Rate cuts and a steepening yield curve will help. Also, the financial sector swiftly purges itself of bad businesses and excess capacity — one reason the sector has suffered consecutive bad years only once in the past four decades, and why a down year frequently is followed by double-digit gains the next year, Lee says. He thinks a consensus will emerge in 2008 that financial stocks present investors with the most appealing risk-reward profile.
WHAT ABOUT OTHER MARKET SECTORS? Deutsche Bank Alex. Brown’s Larry Adam likes technology’s global prospects as the world strides toward wireless transmission of voice, data and video. “All those buildings are being built in China, and the next step is to make them more efficient,” he says. The ongoing push to get the world wired spells technology demand.
In addition to benefiting from global growth, technology has no direct exposure to housing. But Bear Stearns’ Golub says that between 20% and 30% of technology spending is tied to the weakening financial sector, and he questions whether that has been considered fully by technology bulls.
Credit Suisse’s Jonathan Morton likes pharmaceutical stocks, despite worries about the political risks to industry profits. Among other things, he says, drug companies have plenty of “self-help potential” — that is, the ability to reduce their sales forces relatively easily, cut costs and take on debt. By levering their balance sheets to just half the level of the market norm, they could raise enough cash to buy back 10% of the sector’s shares.
Consumer-staples stocks have been a popular refuge in times of market turmoil, but this sector now holds limited appeal for Lehman’s Scott. “Valuations have gotten quite high, and pressures from high raw-material costs may not be as fully considered,” he notes.
Barron’s Senior Editor Kopin Tan says the 12 Wall Street strategists he interviewed predicted more rate cuts but no recession in 2008. (Dec. 17)
UBS Securities’ David Bianco advises investors to “think big” by targeting big-cap stocks, companies with international exposure and beneficiaries of global growth.
Too much credence, Bianco says, has been given to the “domino theory,” under which a wobbly housing market supposedly knocks down the overspent U.S. consumer, who trips up the Asian export economy, which triggers a commodity correction that thwarts infrastructure spending. “Each one of these dominos is stronger” than people think, he concludes.

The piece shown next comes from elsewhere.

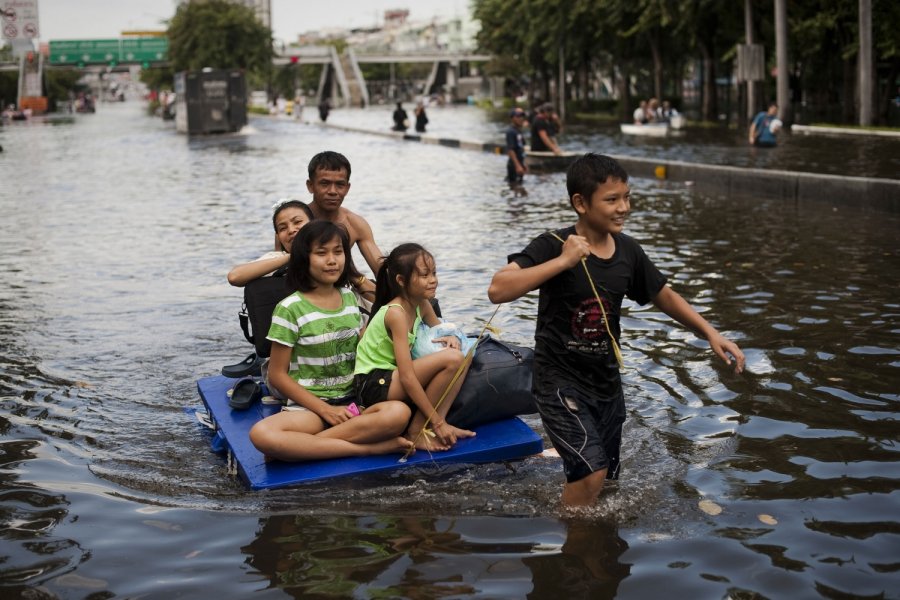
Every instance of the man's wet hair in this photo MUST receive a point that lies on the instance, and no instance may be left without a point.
(591, 170)
(328, 161)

THE U.S. CONSUMER LONG has been fingered as the weakest link in that sequence, which helps explain why the Consumer Discretionary Select SPDR XLY is down 15% from its July peak. But consumer-discretionary stocks rise and fall with oil prices and the Fed’s benchmark interest rate. As both retreat next year, the sector will enjoy a “double boom,” ISI’s Trahan says.
“The consumer is not dead!” declares Citi’s Levkovich. While the decline in home sales and home values has been pernicious, household net worth increased some $18.5 trillion in the past five years, with just $4.4 trillion coming from real-estate gains. What’s more, the richest 20% of Americans drive 40% of the country’s consumer spending, and their outlays are less restrained by rising gasoline prices and higher mortgage rates.
Compared with the average American, the rich also have a smaller portion of their net worth tied up in homes — and more of it invested in the financial markets…..
Yet if Wall Street’s strategists are right about the market, the rich will get richer in 2008, along with most other equity investors. Chances are, the ride won’t be smooth and the direction won’t always be clear — but by now we’re used to that.